Yes, I completely avoid 'nix-env' for that reason. It maintains a bunch of symlinks behind-the-scenes, but the 'nix-env' command itself is imperative.
If you use NixOS, the config option 'env.systemPackages' specifies which programs to install. This can be declared in the /etc/nixos/configuration.nix file. There are similar approaches when using Nix on non-NixOS systems (e.g. using the 'buildEnv' function from Nixpkgs to combine multiple programs into a single derivation/package, and install that)
My tip: don't use nix-env to install packages like it's Aptitude or Pacman, use `nix run` if you need a package temporarily, home-manager if you need a user-level package permanently, or just straight up change the configuration.nix to include the package as a system-wide one.

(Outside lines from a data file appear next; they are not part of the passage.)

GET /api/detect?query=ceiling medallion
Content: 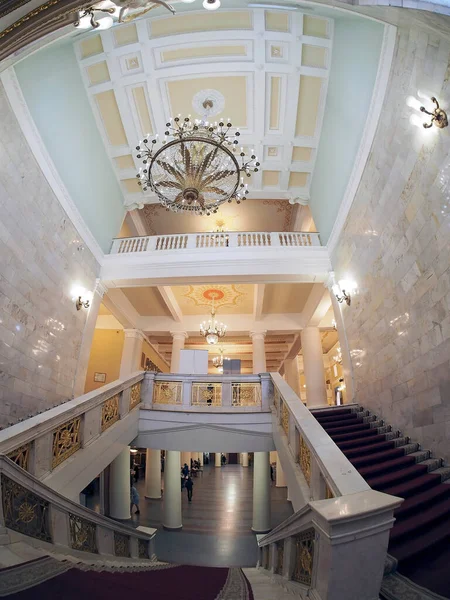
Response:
[136,97,259,215]
[200,297,227,345]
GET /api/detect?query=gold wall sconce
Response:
[332,280,356,306]
[420,96,448,129]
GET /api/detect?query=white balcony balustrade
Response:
[111,231,320,254]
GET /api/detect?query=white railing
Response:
[142,373,270,412]
[0,456,155,563]
[251,373,402,600]
[111,231,321,254]
[0,372,144,479]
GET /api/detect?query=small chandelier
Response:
[200,298,227,345]
[136,97,260,215]
[213,348,230,373]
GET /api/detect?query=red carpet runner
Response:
[0,558,253,600]
[312,408,450,598]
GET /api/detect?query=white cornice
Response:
[327,25,397,260]
[0,67,104,265]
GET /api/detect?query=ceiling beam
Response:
[253,283,266,321]
[158,285,183,323]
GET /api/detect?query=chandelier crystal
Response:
[136,108,260,215]
[200,299,227,345]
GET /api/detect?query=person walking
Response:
[184,477,194,502]
[130,485,141,515]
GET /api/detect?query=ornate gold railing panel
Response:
[114,531,131,558]
[280,400,289,437]
[52,417,81,469]
[191,383,222,406]
[231,383,261,406]
[153,381,183,404]
[275,540,284,575]
[138,539,150,558]
[102,394,120,432]
[292,529,316,586]
[130,381,141,410]
[69,513,98,554]
[6,444,31,471]
[1,475,53,542]
[298,434,311,485]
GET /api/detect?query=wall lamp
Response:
[420,96,448,129]
[332,280,356,306]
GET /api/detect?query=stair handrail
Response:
[0,456,156,559]
[0,371,145,478]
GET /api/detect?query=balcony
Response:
[101,231,331,287]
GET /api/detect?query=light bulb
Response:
[203,0,220,10]
[96,16,114,29]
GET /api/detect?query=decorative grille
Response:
[52,417,81,469]
[69,513,98,554]
[1,475,53,542]
[6,444,31,471]
[231,383,261,406]
[130,381,141,410]
[114,531,130,558]
[191,382,222,406]
[153,381,182,404]
[102,394,120,431]
[292,529,316,586]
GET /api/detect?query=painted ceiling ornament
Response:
[136,90,260,215]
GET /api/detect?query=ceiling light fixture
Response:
[200,298,227,345]
[136,100,260,215]
[420,96,448,129]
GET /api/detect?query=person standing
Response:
[184,477,194,502]
[130,485,141,515]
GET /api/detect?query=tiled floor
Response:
[126,465,292,567]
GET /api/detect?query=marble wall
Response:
[332,23,450,461]
[0,84,99,426]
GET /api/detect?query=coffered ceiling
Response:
[75,8,333,207]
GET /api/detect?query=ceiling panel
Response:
[172,284,254,320]
[263,283,314,314]
[122,287,171,317]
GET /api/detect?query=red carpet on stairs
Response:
[312,408,450,598]
[0,559,253,600]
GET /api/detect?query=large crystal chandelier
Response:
[213,347,230,373]
[200,299,227,345]
[136,98,259,215]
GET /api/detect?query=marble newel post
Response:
[301,327,328,408]
[119,329,145,379]
[328,277,355,402]
[145,448,161,500]
[170,331,188,373]
[163,450,183,529]
[73,279,107,398]
[109,446,130,520]
[252,452,270,533]
[250,331,266,374]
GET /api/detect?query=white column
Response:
[72,279,107,398]
[145,448,161,499]
[119,329,145,379]
[330,289,355,402]
[109,446,131,521]
[284,356,300,398]
[275,456,286,487]
[252,452,270,533]
[163,450,183,529]
[250,331,266,374]
[301,327,328,407]
[170,331,188,373]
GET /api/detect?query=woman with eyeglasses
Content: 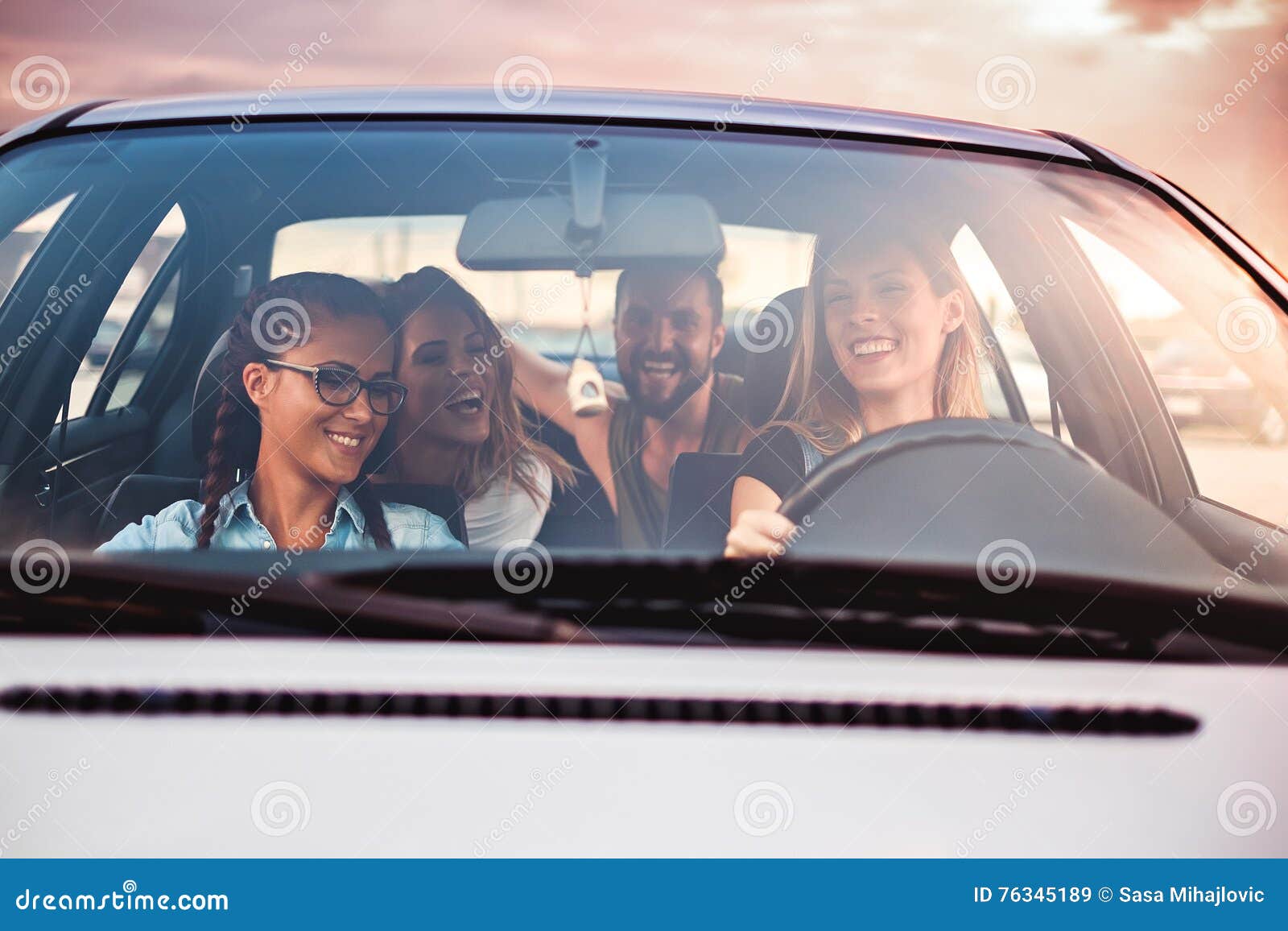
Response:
[99,272,461,553]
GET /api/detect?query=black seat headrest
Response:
[734,288,805,427]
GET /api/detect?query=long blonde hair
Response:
[384,266,573,507]
[764,226,988,455]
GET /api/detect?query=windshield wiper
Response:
[319,551,1288,656]
[0,553,576,642]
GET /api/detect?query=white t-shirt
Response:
[465,455,554,549]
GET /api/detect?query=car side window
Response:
[952,219,1073,445]
[1064,218,1288,525]
[0,195,73,300]
[68,205,185,418]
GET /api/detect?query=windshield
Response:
[0,122,1288,644]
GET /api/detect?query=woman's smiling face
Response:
[398,304,496,455]
[823,242,964,399]
[242,308,394,487]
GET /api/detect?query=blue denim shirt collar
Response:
[215,478,367,536]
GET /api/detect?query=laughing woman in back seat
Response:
[378,266,573,549]
[98,272,462,553]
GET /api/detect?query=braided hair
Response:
[197,272,393,549]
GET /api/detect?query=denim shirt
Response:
[94,480,465,553]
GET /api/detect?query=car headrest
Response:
[192,330,232,467]
[734,288,805,427]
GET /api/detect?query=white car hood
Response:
[0,635,1288,856]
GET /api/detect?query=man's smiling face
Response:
[616,270,725,419]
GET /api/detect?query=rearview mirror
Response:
[456,193,725,271]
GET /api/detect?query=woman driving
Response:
[98,272,462,552]
[376,266,572,549]
[725,226,987,558]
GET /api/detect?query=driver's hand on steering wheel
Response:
[724,509,796,560]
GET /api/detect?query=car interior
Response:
[0,122,1288,579]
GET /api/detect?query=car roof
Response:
[64,86,1087,163]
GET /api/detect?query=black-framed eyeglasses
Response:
[264,358,407,416]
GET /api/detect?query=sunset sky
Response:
[0,0,1288,270]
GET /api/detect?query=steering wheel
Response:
[778,416,1087,523]
[778,418,1213,583]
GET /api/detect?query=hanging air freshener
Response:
[568,279,608,416]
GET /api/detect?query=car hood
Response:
[0,635,1288,856]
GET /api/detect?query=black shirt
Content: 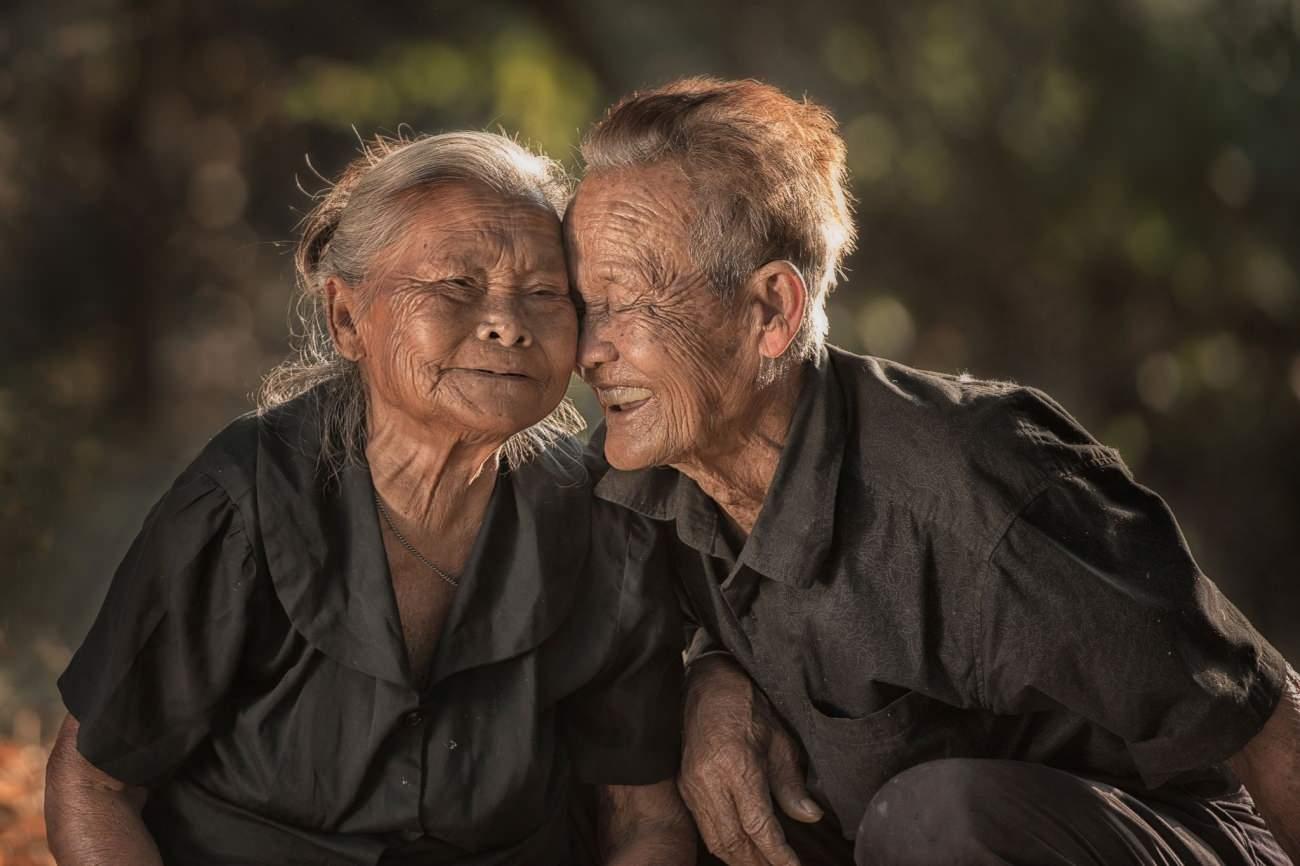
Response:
[60,395,683,866]
[597,347,1284,837]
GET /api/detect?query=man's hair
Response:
[582,78,855,361]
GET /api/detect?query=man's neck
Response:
[673,368,805,537]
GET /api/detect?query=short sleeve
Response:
[684,625,731,667]
[978,463,1286,787]
[564,514,683,785]
[59,473,256,787]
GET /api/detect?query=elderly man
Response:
[566,79,1300,866]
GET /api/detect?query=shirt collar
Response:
[257,394,590,685]
[592,348,848,586]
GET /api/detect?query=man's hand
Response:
[677,655,822,866]
[1227,666,1300,863]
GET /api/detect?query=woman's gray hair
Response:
[257,131,585,472]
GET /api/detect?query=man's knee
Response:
[854,758,996,866]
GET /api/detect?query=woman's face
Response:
[345,182,577,441]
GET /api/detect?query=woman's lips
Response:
[455,367,532,378]
[595,385,654,412]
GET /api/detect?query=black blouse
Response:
[59,395,683,866]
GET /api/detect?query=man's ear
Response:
[746,259,809,360]
[325,277,365,361]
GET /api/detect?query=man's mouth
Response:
[595,385,654,412]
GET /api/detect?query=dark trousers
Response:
[699,758,1291,866]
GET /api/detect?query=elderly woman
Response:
[47,133,694,866]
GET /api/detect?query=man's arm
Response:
[679,655,822,866]
[1227,664,1300,863]
[46,715,163,866]
[597,779,696,866]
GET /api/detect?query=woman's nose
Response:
[577,315,619,369]
[475,306,533,348]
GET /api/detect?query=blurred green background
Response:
[0,0,1300,741]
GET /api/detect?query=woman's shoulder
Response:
[182,391,327,502]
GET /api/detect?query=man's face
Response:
[566,165,758,469]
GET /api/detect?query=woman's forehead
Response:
[394,186,564,268]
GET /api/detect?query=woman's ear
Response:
[748,259,807,360]
[325,277,365,361]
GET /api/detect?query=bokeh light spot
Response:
[858,295,917,358]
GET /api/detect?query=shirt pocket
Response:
[803,692,978,839]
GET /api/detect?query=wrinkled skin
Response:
[566,165,761,478]
[46,176,696,866]
[677,655,822,866]
[566,165,822,866]
[332,183,577,442]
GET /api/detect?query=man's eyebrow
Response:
[631,250,677,289]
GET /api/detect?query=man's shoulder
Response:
[831,350,1119,525]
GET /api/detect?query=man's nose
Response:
[475,303,533,348]
[577,312,619,369]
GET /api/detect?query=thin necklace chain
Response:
[374,490,460,586]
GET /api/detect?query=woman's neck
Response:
[365,410,502,529]
[673,361,803,536]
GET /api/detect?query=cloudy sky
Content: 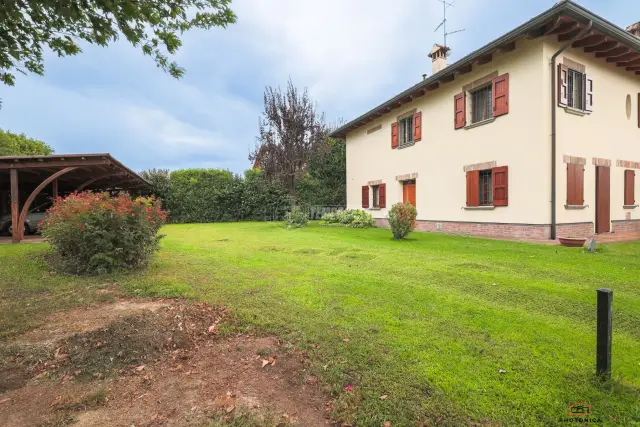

If you use nix-env you're just polluting your environment in an imperative way and that is pretty much going against Nix' declarative nature.
Using the CLI to add/remove package is considered kind of an antipattern in nix. The correct way to write a fair bit of Nix (the language) to install and configure things. That then can be versioned, forked, etc.
There are a lot of really cool parts of Nix, but they're under a ball of rough edges.